Despite facing grave danger, Shamma Jain oversaw the evacuation of Indian nationals in Ivory Coast who were caught in the Second Ivorian Civil War in March 2011. This coincided with India voting in the UN Security Council for sanctions against Laurent Gbagbo and close aides. Amidst heavy gunfire and explosions in the diplomatic area where her residence was located, Ambassador Jain remained in Abidjan to ensure the evacuation of several hundred members of the Indian community.
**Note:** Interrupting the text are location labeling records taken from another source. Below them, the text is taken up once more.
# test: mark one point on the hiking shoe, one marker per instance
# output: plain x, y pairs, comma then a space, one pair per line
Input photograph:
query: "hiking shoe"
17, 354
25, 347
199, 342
On 8 April 2011, Jain had to be evacuated by French troops when her residence in Cocody, Abidjan was attacked by armed mercenaries. She had been trapped in her house, which was adjacent to Gbagbo's besieged presidential compound. This area witnessed the heaviest fighting in the capital between the opposing forces of incumbent Gbagbo and Alassane Ouattara. After many hours of being holed up in her residence, Ambassador Jain was safely evacuated in a daring operation by UN and French forces to a French military base outside Abidjan.